8 years, 4 months ago.

Critical section bug + unpredictable behaviour

Hello,

I guess I found a bug in Timer.cpp I'll explain what is happening (Correct me if I am wrong). Then I will explain another problem happening, I can't even debug or think of root cause, so I'd really appreciate it if someone brainstorm with me.

So First let's talk about first bug in Timer.cpp, there are two function

int Timer::read_us() {
    core_util_critical_section_enter();
    int time = _time + slicetime();
    core_util_critical_section_exit();
    return time;
}

int Timer::slicetime() {
    core_util_critical_section_enter();
    int ret = 0;
    if (_running) {
        ret = ticker_read(_ticker_data) - _start;
    }
    core_util_critical_section_exit();
    return ret;
}

As you can see, read_us() calls slicetime() inside critical section, while slicetime() contain critical section. So what happen is we enter nested critical section and the counter inside the critical section increment before it's decremented.
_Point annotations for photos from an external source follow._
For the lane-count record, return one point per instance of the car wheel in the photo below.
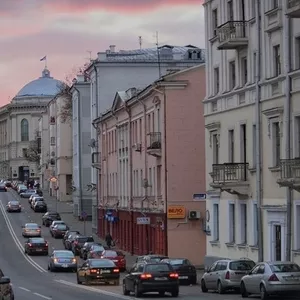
(203, 286)
(220, 288)
(125, 291)
(244, 292)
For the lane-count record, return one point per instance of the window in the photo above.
(214, 21)
(232, 78)
(231, 223)
(243, 223)
(244, 70)
(24, 130)
(216, 81)
(231, 145)
(255, 225)
(277, 60)
(276, 139)
(216, 222)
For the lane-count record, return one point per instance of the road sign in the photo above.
(143, 221)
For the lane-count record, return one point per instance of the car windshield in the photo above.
(284, 268)
(242, 265)
(101, 263)
(157, 268)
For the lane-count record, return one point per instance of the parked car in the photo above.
(225, 275)
(185, 269)
(272, 278)
(151, 277)
(98, 271)
(13, 206)
(49, 217)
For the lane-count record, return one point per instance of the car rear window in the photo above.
(242, 265)
(285, 268)
(157, 268)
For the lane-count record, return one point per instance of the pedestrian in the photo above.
(108, 240)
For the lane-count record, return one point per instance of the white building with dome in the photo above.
(19, 128)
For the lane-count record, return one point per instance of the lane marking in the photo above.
(17, 241)
(24, 289)
(42, 296)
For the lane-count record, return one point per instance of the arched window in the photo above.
(24, 130)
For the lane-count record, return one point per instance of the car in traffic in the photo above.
(58, 231)
(36, 246)
(79, 241)
(31, 230)
(68, 234)
(187, 272)
(117, 257)
(272, 278)
(27, 193)
(98, 271)
(40, 206)
(151, 277)
(62, 260)
(226, 274)
(49, 217)
(13, 206)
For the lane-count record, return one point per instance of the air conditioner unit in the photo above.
(194, 215)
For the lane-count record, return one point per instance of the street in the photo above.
(29, 274)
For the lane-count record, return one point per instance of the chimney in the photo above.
(112, 48)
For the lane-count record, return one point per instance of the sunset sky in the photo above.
(65, 30)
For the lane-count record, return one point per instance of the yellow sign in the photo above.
(176, 212)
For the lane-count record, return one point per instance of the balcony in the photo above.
(231, 177)
(290, 173)
(96, 160)
(293, 8)
(154, 144)
(233, 35)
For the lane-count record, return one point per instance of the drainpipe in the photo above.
(79, 152)
(287, 127)
(130, 179)
(258, 138)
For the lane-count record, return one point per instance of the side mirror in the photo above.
(4, 280)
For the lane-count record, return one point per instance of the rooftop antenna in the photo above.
(158, 55)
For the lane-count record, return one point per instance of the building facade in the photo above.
(82, 161)
(251, 119)
(152, 163)
(120, 70)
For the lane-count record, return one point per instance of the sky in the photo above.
(69, 31)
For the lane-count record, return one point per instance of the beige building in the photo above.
(235, 79)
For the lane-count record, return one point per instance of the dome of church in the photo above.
(45, 86)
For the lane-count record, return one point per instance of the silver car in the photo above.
(62, 260)
(225, 275)
(31, 230)
(272, 278)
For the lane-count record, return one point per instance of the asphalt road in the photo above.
(29, 274)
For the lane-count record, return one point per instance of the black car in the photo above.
(186, 271)
(151, 277)
(40, 206)
(98, 271)
(49, 217)
(79, 241)
(36, 246)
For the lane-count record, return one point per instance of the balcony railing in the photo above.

void core_util_critical_section_enter(void)
{
    bool interrupts_disabled = !core_util_are_interrupts_enabled();
    __disable_irq();

    /* Save the interrupt disabled state as it was prior to any nested critical section lock use */
    if (!interrupt_enable_counter) {
        critical_interrupts_disabled = interrupts_disabled;
    }

    /* If the interrupt_enable_counter overflows or we are in a nested critical section and interrupts
       are enabled, then something has gone badly wrong thus assert an error.
    */
    MBED_ASSERT(interrupt_enable_counter < UINT32_MAX); 
// FIXME
#ifndef   FEATURE_UVISOR
    if (interrupt_enable_counter > 0) {
        MBED_ASSERT(interrupts_disabled);
    }
#else
#warning "core_util_critical_section_enter needs fixing to work from unprivileged code"
#endif /* FEATURE_UVISOR */
    interrupt_enable_counter++;
}

void core_util_critical_section_exit(void)
{
    /* If critical_section_enter has not previously been called, do nothing */
    if (interrupt_enable_counter) {

// FIXME
#ifndef   FEATURE_UVISOR
        bool interrupts_disabled = !core_util_are_interrupts_enabled(); /* get the current interrupt disabled state */

        MBED_ASSERT(interrupts_disabled); /* Interrupts must be disabled on invoking an exit from a critical section */
#else
#warning "core_util_critical_section_exit needs fixing to work from unprivileged code"
#endif /* FEATURE_UVISOR */

        interrupt_enable_counter--;

        /* Only re-enable interrupts if we are exiting the last of the nested critical sections and
           interrupts were enabled on entry to the first critical section.
        */
        if (!interrupt_enable_counter && !critical_interrupts_disabled) {
            __enable_irq();
        }
    }
}

Inside function void core_util_critical_section_enter(void), if counter interrupt_enable_counter>0, MBED should assert and go to mbed_die() function, which is what happens because there are two consecutive calls for function void core_util_critical_section_enter(void).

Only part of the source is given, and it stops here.